What a crap card this is. And Bellew as main pundit , my word what a terrible day for boxing. 

Sky boxing RIP


----------



## Jim Kelly (Jul 12, 2012)

love you british stoppage..lol


----------



## Ishy (Jun 2, 2012)

The size difference is crazy. Smith is impressive but he's too eager for the KO, like someone said in the other thread you don't want to do a David Price - knock over guys too early and then struggle when you eventually step up.


----------



## Jim Kelly (Jul 12, 2012)

mendy was getting that work to be fair.

Shit card.


----------



## BoxingAnalyst (Jun 4, 2012)

Smith is an impressive talent.


----------



## Ashedward (Jun 2, 2012)

Hoshi said:


> Are the main events going to clash tonight?


Don`t think so,Ryder-Saunders is going to be very late at this rate


----------



## Ishy (Jun 2, 2012)

Doesn't waste a shot? Nah was forcing it too much at times there.


----------



## BoxingAnalyst (Jun 4, 2012)

Ochieng-Smith up next, looking forward to this!

War Eagle!


----------



## Peter Barlow (Jun 4, 2013)

Stevenson Cloud being shown anyway, to be honest I wont be staying up for that but may watch the repeat the following morning.


----------



## JFT96 (Jun 13, 2012)

I'm looking forward to this now. Smith is a very solid domestic fighter IMO & I think he'll have too much for Ochieng. The Eagle is all styke and no substance for me from what I've seen


----------



## Jim Kelly (Jul 12, 2012)

has boxnation picked up the jnr v vera card?


----------



## Ashedward (Jun 2, 2012)

I would be a little bit annoyed if I was Ochiang,Smith is getting the big build up and the fight in his home town.


----------



## WhoDatNation (Jun 10, 2013)

C'mon the Eagle, great character, still have my doubts though


----------



## Ishy (Jun 2, 2012)

Clashing with Gavin/Barnes will stick with this as it'll probably be the more competitive fight.


----------



## Body shot (Aug 29, 2013)

Mugsy said:


> Stevenson Cloud being shown anyway, to be honest I wont be staying up for that but may watch the repeat the following morning.

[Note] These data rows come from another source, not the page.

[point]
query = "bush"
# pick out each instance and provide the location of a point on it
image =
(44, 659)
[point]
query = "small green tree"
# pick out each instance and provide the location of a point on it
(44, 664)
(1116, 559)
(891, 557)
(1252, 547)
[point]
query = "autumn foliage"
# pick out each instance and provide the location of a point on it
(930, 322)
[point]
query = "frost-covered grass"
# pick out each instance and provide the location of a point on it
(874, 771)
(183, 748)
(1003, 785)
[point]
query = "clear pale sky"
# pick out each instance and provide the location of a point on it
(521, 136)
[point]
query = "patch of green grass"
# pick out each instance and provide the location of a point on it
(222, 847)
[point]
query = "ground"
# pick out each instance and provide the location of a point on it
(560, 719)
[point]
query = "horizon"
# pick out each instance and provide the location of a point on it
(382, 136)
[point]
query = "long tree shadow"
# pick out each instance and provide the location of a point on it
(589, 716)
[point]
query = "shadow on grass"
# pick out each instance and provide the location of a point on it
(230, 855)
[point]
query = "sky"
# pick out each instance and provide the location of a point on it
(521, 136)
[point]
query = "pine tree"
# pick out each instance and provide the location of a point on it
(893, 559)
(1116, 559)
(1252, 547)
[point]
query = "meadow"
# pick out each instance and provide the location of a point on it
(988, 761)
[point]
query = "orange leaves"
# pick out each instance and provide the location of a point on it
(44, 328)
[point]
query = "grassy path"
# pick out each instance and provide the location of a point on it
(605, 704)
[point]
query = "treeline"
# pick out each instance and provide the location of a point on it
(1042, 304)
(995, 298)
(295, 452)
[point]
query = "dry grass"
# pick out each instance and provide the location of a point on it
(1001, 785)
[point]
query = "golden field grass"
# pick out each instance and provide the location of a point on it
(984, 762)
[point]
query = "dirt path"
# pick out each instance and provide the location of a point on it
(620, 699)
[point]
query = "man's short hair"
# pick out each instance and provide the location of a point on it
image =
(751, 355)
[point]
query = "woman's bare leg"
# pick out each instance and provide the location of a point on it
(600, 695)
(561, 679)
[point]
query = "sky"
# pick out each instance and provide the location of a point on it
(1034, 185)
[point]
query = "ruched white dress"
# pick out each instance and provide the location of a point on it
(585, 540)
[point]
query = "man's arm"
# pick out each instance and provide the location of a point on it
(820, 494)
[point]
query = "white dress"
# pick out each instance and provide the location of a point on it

What channel and time is it being shown on?


----------



## BoxingAnalyst (Jun 4, 2012)

The Eagle has landed! :happy


----------



## Wallet (May 31, 2012)

Who's Eric O'Chang?


----------



## Jim Kelly (Jul 12, 2012)

Flavour Flav's lost twin.


----------



## BoxingAnalyst (Jun 4, 2012)

Jim Kelly said:


> Flavour Flav's lost twin.


:rofl


----------



## Mandanda (Jun 2, 2012)

Love Erick he's a real gent!. His mum is loud man she's like a Kenyan Rachael Cordingley but not as gorgeous :lol:. She just screams. Eagle!!! then spaz's out shouting in some next language..


----------



## Ishy (Jun 2, 2012)

Wallet said:


> Who's Eric O'Chang?


:lol:

#TeamOchieng


----------



## Wallet (May 31, 2012)

Ashedward said:


> I would be a little bit annoyed if I was Ochiang,Smith is getting the big build up and the fight in his home town.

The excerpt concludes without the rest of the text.